Probably not a good idea since the caller won't know what the return type is at that point, and the return type would become dependent on the implementation, which breaks function abstraction.

And imagine what would happen when you get a few more 'auto' variables in the return expression. Suddenly your return type will depend on the implementation of your callees. And the code can then quickly become impossible to understand.

auto is overused.


> Suddenly your return type will depend on the implementation of your callees

Why would that be a problem ? It's super common in templates and has never troubled me the least


It might be common practice but it shouldn't be. There are lots of reasons this is a bad idea; here's just a sampling:

1. "My return type is whatever I happen to return" circumvents the ability of the type checker to ensure correctness.

2. More generally, the purpose of a specification (a function declaration in this case) is to declare what is required of a compliant implementation, and to provide a way to check the validity of that implementation. But when you make the types all become auto-deduced, you're basically reducing the specification to a ~ shoulder shrug "it does whatever it does" ~.

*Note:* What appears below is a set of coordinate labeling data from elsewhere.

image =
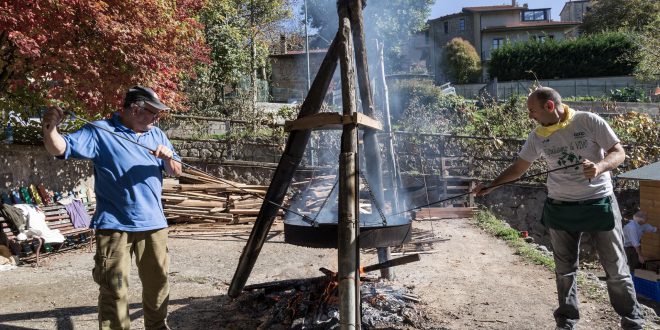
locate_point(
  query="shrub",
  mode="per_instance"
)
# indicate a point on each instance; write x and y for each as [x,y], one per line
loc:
[628,94]
[605,54]
[460,61]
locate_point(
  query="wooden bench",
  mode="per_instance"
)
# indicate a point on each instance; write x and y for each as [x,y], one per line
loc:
[56,218]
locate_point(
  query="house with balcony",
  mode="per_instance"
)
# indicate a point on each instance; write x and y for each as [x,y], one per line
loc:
[489,27]
[574,11]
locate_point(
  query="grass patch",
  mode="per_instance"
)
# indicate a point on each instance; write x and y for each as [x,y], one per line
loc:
[487,221]
[500,229]
[193,279]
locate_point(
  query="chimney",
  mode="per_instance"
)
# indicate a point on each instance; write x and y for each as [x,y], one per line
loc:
[283,45]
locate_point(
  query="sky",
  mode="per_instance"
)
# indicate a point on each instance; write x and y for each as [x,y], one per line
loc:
[446,7]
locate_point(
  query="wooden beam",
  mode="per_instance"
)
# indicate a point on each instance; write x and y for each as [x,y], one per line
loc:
[331,120]
[289,162]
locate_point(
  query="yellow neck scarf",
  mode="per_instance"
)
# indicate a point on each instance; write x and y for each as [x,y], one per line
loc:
[545,131]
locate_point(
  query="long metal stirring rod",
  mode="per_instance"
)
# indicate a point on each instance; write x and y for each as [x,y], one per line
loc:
[304,217]
[497,185]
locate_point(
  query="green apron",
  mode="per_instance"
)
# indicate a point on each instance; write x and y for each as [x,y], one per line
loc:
[581,216]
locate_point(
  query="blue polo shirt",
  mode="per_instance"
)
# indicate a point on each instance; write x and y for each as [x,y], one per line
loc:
[128,179]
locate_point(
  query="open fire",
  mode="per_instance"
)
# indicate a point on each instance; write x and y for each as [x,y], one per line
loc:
[313,303]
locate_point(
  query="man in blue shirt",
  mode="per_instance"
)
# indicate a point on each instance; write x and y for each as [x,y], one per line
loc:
[632,239]
[129,217]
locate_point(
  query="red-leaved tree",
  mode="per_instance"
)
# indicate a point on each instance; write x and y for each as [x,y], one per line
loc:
[86,53]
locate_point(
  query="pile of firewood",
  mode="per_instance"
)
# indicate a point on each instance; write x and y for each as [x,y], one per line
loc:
[198,197]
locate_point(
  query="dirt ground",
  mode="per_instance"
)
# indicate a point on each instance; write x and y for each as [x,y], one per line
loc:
[471,281]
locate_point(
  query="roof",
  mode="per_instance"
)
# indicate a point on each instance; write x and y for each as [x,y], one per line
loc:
[527,25]
[299,52]
[493,8]
[648,172]
[480,10]
[572,1]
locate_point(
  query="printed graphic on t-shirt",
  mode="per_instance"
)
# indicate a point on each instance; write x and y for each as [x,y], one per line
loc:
[568,158]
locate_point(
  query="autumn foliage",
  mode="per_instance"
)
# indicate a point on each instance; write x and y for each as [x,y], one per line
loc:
[87,53]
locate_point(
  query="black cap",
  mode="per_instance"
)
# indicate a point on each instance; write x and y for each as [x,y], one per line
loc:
[146,94]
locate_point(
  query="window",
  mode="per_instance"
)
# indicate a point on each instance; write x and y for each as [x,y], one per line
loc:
[542,38]
[497,43]
[534,15]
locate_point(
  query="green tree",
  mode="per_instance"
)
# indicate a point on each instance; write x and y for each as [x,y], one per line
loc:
[239,33]
[389,21]
[612,15]
[460,61]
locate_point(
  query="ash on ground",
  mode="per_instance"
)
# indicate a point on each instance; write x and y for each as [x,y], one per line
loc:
[314,304]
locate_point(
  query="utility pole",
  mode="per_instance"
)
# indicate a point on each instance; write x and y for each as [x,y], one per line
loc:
[312,149]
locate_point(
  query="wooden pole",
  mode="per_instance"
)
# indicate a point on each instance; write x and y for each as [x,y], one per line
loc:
[387,127]
[289,162]
[347,227]
[371,147]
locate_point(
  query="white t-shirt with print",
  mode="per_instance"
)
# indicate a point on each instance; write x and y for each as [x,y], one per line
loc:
[587,136]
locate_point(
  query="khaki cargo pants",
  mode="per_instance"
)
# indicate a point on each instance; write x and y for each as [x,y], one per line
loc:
[114,251]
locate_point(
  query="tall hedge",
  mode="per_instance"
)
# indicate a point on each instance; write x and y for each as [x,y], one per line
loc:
[460,61]
[598,55]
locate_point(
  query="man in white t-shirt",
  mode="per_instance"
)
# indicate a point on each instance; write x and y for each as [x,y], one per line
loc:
[580,199]
[632,239]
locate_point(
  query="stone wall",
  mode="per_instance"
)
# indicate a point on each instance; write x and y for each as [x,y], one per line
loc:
[23,165]
[522,206]
[221,151]
[597,86]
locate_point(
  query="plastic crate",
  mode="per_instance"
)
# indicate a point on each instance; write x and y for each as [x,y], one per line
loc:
[647,289]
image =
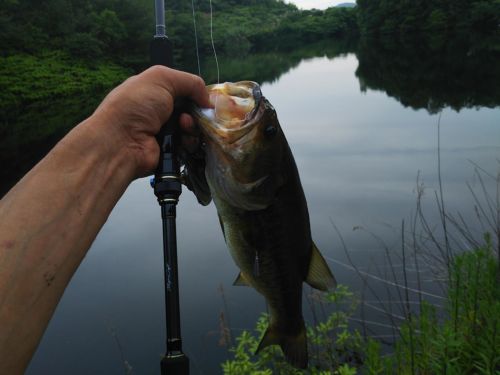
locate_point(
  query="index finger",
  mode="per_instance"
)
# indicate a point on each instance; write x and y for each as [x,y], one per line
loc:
[183,84]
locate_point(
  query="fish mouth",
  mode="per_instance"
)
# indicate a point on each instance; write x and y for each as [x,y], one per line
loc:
[236,108]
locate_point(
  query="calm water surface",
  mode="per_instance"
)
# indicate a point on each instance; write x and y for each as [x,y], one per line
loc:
[358,153]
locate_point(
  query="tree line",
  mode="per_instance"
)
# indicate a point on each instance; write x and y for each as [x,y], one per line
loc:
[121,30]
[406,17]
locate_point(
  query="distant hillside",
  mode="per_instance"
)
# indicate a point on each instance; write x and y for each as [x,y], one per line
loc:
[346,5]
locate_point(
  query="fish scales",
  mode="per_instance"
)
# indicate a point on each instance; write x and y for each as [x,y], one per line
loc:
[252,177]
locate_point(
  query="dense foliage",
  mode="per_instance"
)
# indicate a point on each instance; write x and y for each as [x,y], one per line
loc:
[432,73]
[121,30]
[430,16]
[466,341]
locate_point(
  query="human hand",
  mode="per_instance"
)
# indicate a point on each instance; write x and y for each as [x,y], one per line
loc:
[134,112]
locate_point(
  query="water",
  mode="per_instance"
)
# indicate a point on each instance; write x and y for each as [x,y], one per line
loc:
[359,152]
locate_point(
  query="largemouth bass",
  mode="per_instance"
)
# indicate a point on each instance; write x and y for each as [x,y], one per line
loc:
[250,173]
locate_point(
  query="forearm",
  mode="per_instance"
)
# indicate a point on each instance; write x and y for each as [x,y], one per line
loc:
[47,223]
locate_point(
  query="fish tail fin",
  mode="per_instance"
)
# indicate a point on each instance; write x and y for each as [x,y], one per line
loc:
[319,275]
[294,347]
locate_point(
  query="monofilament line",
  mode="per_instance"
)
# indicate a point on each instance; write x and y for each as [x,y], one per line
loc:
[196,38]
[212,39]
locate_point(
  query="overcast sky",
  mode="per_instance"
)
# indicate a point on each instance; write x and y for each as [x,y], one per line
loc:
[318,4]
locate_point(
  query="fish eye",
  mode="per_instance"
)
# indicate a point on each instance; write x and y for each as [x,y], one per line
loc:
[270,131]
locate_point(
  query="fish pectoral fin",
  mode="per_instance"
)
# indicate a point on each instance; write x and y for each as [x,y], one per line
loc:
[319,275]
[241,280]
[294,347]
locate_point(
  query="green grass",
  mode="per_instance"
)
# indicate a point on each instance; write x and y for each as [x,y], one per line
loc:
[465,341]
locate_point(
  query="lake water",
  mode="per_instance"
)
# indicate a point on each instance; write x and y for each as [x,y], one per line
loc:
[359,152]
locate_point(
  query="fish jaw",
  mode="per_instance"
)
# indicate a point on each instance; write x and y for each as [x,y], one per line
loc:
[235,110]
[242,157]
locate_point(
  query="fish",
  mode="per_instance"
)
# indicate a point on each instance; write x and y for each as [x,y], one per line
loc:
[248,170]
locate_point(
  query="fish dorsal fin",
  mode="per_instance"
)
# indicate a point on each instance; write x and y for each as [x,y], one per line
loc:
[294,346]
[241,280]
[319,275]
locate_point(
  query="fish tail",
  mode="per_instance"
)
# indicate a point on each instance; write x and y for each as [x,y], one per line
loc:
[294,347]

3. Moreover, as I alluded to in the comment, it quickly becomes near-impossible to meaningfully separate the definition from the declaration, whether that's because you want to hide it or because you want to compile it separately. Simply put, you lose modularity. It seems like a minor thing when (as in the example) the return value doesn't depend on types inferred from other callees' return values, but as soon as that ceases to be true, you suddenly tie together the implementations of multiple functions. At that point, your functions lose much of their power to abstract away anything, since as soon as you change the return expression for one function, it has the potential to break code (up to and including causing compilation errors) in the the entire chain of callers. (!)

4. Templates end up getting re-instantiated far more often than they need to be (which can slow down both the compilation and the runtime efficiency). You almost certainly don't want '0' and '(size_t)0' to result in duplicate instantiations when dealing with sizes, for instance.

5. Issue #4 can also result warnings/errors/bugs, since now you have a function that returns a different concrete type than you likely intended, which can result in everything from spurious warnings (signed/unsigned casts, for instance) to actual bugs (later truncation of other variables whose types were inferred incorrectly as a result).

6. The code becomes difficult for a human to read too. You now no longer have any idea what types some variables are supposed to be. Not only does this hamper your ability to cross-check the correctness of the implementation itself (just as with the declarations, in #1) but unless your function is trivial, this quickly makes it harder to even understand what the code is doing in the first place, never mind what it's supposed to do.

7. Proxy types become impossible to implement, since they won't undergo the intended conversions anymore.

All this just to reduce keystrokes might be a common trade-off, but a poor one. I can come up with more reasons, but hopefully this gets the point across.


Bah. Leave it to the latest versions of C++ to show me up.


That's the point though, isn't it? To improve on areas that were lacking in older versions. It can be hard to keep up, though!


It's not just the latest version though? C++11 could already do what you wanted.


edit: I see dataflow beat me to it. I'll leave this here anyway.

> I can have an array of T, but I can't specify that T is Numeric?

This is what type-traits and 'concepts' are for, right?

> The compiler knows enough about them to have complex promotion rules but doesn't know enough to allow me to refer to all of them under one name in my code.

This is what std::is_integral gives you.